While Americans get some of their daily sodium intake at the dinner table, as they shake extra salt on their meals, the majority comes from prepackaged and processed foods.

Those types of foods, along with meals from restaurants, account for 75 percent of the daily sodium intake in the American diet, according to the Centers for Disease Control and Prevention (CDC).

Government statistics show that the average American consumes more than 3,400 milligrams (mg) of sodium each day. The recommended amount is 2,300 mg.

Related: When You Eat May Be as Important as What You Eat

Nocturia not only disrupts a good night’s sleep — which can cause sleep-related conditions like sleep apnea — but also could signal other underlying health problems such as diabetes or cardiovascular disease.

The researchers studied 300 volunteers who all previously reported high salt intake and sleep-related problems. They asked 200 participants to reduce their daily sodium consumption, while the other 100 volunteers were asked to increase their salt intake at night. Both groups were monitored for three months.

The first group of volunteers reported a decrease in the frequency of their nightly bathroom trips, dropping from 2.3 times a night to just 1.4. Their reduced sodium intake also decreased the amount of times they urinated during the day. These participants reported that their overall quality of life improved as well.

The second group of volunteers said that after consuming more salt at night, their bathroom trips to urinate increased from 2.3 to 2.7 times nightly.
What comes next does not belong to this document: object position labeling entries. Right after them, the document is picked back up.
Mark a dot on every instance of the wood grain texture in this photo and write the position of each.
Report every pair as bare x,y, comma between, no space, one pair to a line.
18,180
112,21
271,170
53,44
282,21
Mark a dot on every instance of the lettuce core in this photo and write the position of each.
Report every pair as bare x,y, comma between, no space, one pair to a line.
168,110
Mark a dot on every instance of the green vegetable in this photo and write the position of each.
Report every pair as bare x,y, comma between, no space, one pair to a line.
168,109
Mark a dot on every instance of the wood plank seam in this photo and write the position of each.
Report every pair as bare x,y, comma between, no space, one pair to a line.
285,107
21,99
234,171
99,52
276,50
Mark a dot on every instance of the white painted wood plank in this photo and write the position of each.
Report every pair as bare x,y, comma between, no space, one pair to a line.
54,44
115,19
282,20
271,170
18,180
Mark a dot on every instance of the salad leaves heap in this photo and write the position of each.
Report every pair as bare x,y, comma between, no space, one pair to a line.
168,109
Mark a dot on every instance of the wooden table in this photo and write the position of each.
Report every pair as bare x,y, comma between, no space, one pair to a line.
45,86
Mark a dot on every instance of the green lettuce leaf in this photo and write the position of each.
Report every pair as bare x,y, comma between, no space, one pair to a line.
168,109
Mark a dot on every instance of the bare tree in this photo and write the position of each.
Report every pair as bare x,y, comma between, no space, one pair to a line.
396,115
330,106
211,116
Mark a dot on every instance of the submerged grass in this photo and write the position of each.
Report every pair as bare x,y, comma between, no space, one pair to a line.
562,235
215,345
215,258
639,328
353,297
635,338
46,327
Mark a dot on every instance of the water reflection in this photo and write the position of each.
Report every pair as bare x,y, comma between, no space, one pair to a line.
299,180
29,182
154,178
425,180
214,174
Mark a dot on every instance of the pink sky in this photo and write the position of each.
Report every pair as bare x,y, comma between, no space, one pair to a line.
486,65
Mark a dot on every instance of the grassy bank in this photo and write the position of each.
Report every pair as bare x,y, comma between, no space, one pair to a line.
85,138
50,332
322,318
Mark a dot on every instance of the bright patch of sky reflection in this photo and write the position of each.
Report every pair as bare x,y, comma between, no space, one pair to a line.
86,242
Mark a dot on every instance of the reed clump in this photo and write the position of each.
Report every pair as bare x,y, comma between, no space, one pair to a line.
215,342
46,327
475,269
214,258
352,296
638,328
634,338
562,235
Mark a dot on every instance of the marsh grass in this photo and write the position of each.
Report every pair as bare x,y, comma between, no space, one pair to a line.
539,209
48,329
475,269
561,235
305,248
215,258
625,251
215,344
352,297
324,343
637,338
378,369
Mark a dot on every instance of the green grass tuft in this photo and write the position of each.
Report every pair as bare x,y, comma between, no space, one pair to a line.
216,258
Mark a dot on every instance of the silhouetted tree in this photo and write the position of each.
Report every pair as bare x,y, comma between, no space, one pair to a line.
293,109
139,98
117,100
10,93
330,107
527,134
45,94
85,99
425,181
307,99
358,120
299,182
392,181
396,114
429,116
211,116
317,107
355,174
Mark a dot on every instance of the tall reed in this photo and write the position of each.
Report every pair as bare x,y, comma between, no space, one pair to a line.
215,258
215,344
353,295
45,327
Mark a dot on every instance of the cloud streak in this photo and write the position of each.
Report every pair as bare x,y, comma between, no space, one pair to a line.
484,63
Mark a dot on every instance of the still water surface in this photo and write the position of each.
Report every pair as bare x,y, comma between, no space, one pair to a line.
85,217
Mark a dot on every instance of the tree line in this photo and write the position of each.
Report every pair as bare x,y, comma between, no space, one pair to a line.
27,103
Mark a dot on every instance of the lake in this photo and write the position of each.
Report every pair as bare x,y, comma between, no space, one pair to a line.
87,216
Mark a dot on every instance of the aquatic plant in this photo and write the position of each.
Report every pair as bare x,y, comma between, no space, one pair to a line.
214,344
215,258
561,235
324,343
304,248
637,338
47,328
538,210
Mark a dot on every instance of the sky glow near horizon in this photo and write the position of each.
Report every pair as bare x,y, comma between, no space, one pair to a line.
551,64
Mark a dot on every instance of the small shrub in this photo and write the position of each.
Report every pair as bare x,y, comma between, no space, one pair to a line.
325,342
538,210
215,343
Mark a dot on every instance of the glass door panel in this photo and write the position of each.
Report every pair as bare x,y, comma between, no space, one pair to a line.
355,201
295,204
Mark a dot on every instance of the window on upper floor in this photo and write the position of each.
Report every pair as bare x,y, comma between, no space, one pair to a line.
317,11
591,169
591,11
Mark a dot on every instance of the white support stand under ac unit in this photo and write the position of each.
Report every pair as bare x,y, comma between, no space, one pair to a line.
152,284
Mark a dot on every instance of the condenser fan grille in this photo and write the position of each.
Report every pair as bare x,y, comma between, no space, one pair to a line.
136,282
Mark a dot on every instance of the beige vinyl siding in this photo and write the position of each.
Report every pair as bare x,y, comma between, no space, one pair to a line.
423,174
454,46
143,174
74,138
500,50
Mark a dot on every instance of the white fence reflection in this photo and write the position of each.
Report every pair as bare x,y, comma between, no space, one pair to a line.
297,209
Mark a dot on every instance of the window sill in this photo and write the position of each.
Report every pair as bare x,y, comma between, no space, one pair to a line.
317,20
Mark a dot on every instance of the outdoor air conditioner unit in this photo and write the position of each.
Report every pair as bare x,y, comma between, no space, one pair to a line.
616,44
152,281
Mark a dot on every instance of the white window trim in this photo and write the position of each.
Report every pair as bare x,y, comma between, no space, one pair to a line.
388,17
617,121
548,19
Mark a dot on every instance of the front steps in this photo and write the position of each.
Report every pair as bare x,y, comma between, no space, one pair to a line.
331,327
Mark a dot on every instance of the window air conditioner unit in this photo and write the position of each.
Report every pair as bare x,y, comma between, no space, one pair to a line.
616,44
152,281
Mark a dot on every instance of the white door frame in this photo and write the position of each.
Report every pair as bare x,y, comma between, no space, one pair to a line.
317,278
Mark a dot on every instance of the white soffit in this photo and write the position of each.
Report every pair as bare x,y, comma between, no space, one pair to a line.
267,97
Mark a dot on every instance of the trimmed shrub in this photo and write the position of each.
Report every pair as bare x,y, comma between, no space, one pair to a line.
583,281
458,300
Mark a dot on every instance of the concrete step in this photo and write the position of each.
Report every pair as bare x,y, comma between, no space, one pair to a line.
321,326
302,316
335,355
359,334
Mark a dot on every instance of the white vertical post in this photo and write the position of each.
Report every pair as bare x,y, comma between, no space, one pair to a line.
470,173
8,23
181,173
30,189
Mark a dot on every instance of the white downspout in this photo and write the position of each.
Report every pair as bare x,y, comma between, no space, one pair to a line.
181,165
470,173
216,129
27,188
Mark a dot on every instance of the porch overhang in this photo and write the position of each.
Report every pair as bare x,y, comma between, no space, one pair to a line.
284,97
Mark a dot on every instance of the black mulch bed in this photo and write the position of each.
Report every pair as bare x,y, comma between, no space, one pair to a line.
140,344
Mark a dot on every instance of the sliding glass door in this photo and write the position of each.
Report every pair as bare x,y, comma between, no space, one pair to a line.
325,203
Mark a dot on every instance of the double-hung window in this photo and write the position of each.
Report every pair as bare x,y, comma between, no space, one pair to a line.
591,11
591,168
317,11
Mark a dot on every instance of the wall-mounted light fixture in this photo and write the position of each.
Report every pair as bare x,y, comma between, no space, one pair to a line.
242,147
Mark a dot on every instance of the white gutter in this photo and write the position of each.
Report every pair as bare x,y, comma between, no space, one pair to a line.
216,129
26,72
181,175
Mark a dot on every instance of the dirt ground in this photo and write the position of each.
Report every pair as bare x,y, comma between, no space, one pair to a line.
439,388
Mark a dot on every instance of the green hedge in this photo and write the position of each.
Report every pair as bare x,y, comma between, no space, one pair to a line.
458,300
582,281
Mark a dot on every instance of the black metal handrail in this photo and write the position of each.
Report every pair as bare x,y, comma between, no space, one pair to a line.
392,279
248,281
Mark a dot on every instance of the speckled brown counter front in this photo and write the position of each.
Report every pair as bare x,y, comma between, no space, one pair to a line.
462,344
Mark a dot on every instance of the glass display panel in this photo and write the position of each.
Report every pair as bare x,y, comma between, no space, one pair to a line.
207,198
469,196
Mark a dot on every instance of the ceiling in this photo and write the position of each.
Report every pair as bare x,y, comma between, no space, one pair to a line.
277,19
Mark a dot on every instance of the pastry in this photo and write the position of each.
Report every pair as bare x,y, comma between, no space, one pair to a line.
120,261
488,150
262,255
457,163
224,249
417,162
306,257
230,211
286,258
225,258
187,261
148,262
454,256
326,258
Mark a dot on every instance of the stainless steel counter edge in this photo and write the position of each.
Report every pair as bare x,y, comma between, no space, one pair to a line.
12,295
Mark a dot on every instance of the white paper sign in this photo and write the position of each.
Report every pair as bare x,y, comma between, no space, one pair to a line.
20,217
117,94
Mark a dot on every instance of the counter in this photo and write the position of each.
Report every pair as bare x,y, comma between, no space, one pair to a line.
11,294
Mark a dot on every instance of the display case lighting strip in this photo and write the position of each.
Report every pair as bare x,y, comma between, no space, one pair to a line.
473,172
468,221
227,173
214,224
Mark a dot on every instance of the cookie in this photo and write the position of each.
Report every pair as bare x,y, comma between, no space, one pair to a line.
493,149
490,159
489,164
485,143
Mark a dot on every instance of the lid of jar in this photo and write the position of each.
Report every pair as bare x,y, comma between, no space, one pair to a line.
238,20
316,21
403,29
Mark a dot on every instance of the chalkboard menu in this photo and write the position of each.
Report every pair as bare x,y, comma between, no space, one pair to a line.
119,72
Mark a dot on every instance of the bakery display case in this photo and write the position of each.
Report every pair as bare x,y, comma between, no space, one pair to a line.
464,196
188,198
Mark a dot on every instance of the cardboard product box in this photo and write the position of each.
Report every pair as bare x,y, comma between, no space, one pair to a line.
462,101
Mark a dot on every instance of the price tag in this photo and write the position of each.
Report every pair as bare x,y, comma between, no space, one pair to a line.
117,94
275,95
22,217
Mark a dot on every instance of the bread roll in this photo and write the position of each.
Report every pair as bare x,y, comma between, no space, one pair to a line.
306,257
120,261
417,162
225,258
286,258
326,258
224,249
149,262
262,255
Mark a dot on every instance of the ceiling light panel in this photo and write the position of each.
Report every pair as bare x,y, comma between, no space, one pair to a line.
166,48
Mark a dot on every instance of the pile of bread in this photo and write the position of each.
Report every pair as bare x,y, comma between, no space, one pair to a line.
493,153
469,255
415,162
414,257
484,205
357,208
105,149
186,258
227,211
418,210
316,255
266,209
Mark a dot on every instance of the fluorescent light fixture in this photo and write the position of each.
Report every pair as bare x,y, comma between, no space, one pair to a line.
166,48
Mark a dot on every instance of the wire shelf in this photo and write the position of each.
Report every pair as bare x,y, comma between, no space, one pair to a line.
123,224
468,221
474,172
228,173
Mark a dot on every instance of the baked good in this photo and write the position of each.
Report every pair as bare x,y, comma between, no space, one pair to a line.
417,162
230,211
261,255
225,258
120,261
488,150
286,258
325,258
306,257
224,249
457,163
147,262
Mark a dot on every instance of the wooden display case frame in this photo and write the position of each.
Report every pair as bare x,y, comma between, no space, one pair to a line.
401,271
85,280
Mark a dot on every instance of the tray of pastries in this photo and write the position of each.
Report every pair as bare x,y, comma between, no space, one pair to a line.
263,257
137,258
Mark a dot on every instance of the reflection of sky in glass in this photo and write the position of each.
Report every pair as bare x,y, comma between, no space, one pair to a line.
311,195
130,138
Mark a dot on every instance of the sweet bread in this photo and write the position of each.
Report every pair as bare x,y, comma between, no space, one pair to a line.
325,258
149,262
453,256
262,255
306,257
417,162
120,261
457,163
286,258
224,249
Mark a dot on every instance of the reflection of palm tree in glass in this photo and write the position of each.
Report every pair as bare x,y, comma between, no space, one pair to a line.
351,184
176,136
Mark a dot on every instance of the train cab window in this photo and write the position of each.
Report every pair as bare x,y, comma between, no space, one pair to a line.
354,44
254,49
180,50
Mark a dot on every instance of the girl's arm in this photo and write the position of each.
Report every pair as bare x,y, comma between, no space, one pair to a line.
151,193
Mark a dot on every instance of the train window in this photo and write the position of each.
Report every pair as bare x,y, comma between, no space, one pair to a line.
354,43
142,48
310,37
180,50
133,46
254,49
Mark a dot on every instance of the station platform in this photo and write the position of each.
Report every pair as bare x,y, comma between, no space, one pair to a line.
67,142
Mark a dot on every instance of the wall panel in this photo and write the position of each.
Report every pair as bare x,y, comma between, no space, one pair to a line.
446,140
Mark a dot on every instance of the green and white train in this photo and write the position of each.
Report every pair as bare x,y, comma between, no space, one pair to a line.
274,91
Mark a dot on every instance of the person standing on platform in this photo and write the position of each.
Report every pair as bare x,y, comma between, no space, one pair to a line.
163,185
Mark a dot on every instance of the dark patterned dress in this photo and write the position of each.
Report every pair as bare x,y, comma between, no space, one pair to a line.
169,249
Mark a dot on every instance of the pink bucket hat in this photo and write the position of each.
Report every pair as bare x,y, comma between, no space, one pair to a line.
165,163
Related: Prebiotics May Improve Sleep and Relieve Stress, Study Says

However, many experts say the cause of nocturia goes further than just sodium consumption. Professor Marcus Drake, a nocturia expert from the University of Bristol in the United Kingdom, explained to the BBC that doctors typically first focus on the amount of water patients drank before going to to bed, as well as bladder and prostate problems for men.

“Here we have a useful study showing how we need to consider all influences to get the best chance of improving the symptom,” Drake said.

This is the first study to link high sodium intake with nocturia, and additional research is still required to verify these findings.